Your Responsibilities as a Retailer
Product safety is in everyone's best interest. Under the Canada Consumer Product Safety Act you have certain responsibilities as a seller of consumer products, these include:
- Not selling:
- Certain specified consumer products, such as baby bottles that contain Bisphenol A (BPA) and baby walkers. A list of prohibited consumer products can be found in Schedule 2 of the Canada Consumer Product Safety Act.
- Consumer products that do not comply with product-specific regulations. For example, there are safety or performance requirements in regulations pertaining to cribs, kettles, lighters, children's sleepwear, strollers and children's jewellery.
- Consumer products that you know are a danger to human health or safety, as defined in the Act.
- Consumer products that you know are labeled or packaged in a manner misleading as to their safety.
- Consumer products that you know have been recalled.
- Consumer products that you know are the subject of a measure ordered under the Act that has not been carried out.
- Preparing and keeping certain information about the consumer products that you sell.
- Reporting health or safety-related incidents related to a consumer product that you sell to Health Canada and to your supplier.
If You Buy Products from Outside Canada to Sell in Your Store...
If you buy a consumer product directly from a manufacturer or distributor that is located outside of Canada to sell at your retail location, you may be an "importer" under the Canada Consumer Product Safety Act. As an importer of consumer products, you would have other responsibilities under the Act in addition to the ones outlined here. For more information visit: Canada Consumer Product Safety Act (CCPSA).

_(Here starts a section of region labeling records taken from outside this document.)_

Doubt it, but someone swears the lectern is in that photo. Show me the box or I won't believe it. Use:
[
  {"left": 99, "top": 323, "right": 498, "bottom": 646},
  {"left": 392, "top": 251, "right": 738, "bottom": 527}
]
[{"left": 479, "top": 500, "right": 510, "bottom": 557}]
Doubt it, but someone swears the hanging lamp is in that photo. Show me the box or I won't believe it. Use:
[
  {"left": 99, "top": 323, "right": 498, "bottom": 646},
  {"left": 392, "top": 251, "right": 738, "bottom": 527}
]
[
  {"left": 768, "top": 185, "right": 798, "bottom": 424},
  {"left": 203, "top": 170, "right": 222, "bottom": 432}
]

You are required to keep records of the name and address of your suppliers, the location where you sold consumer products, and the period during which you sold the products. However, there is no requirement under the Act for retailers to keep documents of every consumer transaction or of consumers' personal information. You must keep these records at your place of business in Canada for at least 6 years and provide the information to Health Canada on request.
Health Canada may need this information to help trace the source of unsafe consumer products.

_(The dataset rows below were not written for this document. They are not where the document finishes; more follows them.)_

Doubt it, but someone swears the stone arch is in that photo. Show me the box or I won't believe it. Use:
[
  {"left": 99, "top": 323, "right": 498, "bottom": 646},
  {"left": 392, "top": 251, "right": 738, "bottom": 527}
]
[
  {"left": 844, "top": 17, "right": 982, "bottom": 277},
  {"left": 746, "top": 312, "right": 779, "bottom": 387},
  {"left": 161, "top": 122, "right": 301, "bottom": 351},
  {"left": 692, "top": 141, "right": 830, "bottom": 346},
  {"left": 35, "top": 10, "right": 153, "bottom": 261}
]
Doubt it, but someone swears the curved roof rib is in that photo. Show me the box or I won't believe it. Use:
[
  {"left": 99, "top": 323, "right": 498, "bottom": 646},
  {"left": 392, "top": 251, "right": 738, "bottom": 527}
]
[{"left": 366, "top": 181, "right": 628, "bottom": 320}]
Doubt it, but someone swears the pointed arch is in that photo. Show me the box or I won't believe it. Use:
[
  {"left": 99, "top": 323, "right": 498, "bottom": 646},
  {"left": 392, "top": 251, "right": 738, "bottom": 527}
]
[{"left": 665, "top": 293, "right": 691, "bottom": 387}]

You are required to report health or safety related incidents associated with consumer products to Health Canada and to your supplier. You may become aware of a health or safety-related incident from your own experience or from a customer's complaint.
Here are some examples of reportable incidents:
- A lighter that does not switch off.
- The wax from a candle suddenly bursts into flames.
You are prohibited from selling a product that has been recalled for health and safety reasons, either ordered by Health Canada or undertaken voluntarily in Canada. If a consumer product is recalled by one of your suppliers or by Health Canada, you may receive a notice of the recall and instructions on what to do to remove the product from the market. You should follow these instructions in order to maintain the health and safety of consumers who may have purchased the product at your store. Also, when recalled products have been repaired with retrofit kits or in other ways offered by the manufacturer, make sure the product has been corrected as directed by the manufacturer.
To learn if a consumer product has been recalled in Canada, check with:
- Health Canada's recall database, which contains a list of consumer products that have been recalled in Canada, at Consumer Product Recalls, or
- The product manufacturer, importer or distributor.
What to Expect During an Inspection
A Health Canada inspector may visit your place of business. Inspectors' activities may include:
- verifying that suppliers of consumer products are familiar with their responsibilities under the Act and the regulations;
- exercising authorities to inspect places of business under the Act;
- working with suppliers to correct or remove from the market products that do not comply with the law;
- verifying that required records are prepared and maintained.
During an inspection, you are required to give inspectors all reasonable assistance and provide them with any information that they may require. Keep in mind that the inspector's goal is to keep unsafe products out of the marketplace with your cooperation.
An inspector may take a sample of your merchandise for the purpose of testing and evaluation. For example, the inspector may take a sample of a child's toy.
This document contains some basic information about the Canada Consumer Product Safety Act. It is a summary provided for your convenience but should not be interpreted as Health Canada policy or a substitute for legislation. In case of any discrepancy between this document and the legislation discussed here, the legislation will prevail.